Notebook

After starting the blueprint’s environment, you will have an access to Jupyter notebooks. The default port used for the interface is 8888. You can configure the default port value thanks to the file cookiecutter.json.

../_images/jupyter.png

Mapping folders

When the environment is started, it is automatically mapped with your local folders so that in the Jupyter interface, you you will see the following folders:

  • notebooks, that is mapped with the notebooks folder of your project
  • scripts, that is mapped with the scripts folder of your project
  • data, that is mapped with the data folder of your project

That said, you will be able to launche the Juypter interface, create your notebooks and scripts, and theyr will automatically be saved in your project. Therefore, there is no need to export any notebook or Python code. You can safely save your workspace to Github.

Working with passwords

It is often recommended to secure the Jupyter interface with a password or a token. The purpose of theis blueprint is to provide you with a coding environment. As I expect that you will be the single user of this environment, I have suggested that you wouldn’t require any password. Though, it is possible to activate a password to your Jupyter interface.

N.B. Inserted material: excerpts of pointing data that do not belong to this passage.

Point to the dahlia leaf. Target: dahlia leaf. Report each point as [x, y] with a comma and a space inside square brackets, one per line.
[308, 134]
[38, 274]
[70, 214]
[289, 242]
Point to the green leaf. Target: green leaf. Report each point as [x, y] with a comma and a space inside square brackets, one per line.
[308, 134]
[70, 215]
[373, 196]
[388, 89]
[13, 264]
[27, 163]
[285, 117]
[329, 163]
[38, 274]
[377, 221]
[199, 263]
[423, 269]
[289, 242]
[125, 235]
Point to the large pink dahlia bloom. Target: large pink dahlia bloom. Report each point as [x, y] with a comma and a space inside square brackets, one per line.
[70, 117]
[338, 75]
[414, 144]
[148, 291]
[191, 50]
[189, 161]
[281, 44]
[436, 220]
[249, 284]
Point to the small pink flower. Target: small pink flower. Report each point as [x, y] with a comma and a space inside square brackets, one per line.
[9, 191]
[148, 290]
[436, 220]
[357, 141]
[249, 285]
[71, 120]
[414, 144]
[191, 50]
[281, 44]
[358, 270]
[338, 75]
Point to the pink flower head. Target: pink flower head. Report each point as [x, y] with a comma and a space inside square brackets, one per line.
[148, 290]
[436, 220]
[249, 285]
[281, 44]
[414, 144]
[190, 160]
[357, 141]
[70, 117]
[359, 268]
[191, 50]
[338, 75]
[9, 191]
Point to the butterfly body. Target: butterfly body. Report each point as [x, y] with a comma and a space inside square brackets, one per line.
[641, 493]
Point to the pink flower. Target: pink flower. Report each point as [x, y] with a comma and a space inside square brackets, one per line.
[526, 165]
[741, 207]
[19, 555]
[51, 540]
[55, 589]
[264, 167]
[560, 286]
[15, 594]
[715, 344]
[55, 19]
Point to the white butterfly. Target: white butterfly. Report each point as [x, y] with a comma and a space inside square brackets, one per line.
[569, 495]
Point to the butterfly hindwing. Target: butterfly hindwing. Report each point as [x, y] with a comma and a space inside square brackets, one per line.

To activate the password, you can update the default password value (currently set to null) in the file cookiecutter.json. When installing the blueprint, you will also be prompted whether or not you wish to use a password for your notebooks. At this point of the installation, you can also set a password.

Working with your packaged project

Every time you start your environment, your project will be packaged and deployed in the environment. It is then made possible to import your project in your notebooks, and work with as if you had installed a new dependency.

You can then add some code to your project, and live test it in your notebooks. As you update your code, its packaged version in your notebooks will automatically be updated. The only limitation is that Jupyter takes a snapshot of your Python environment status when it loads its workspace. Therefore, if you update your project code, you will need to reload your notebook’s workspace, and rerun the cells.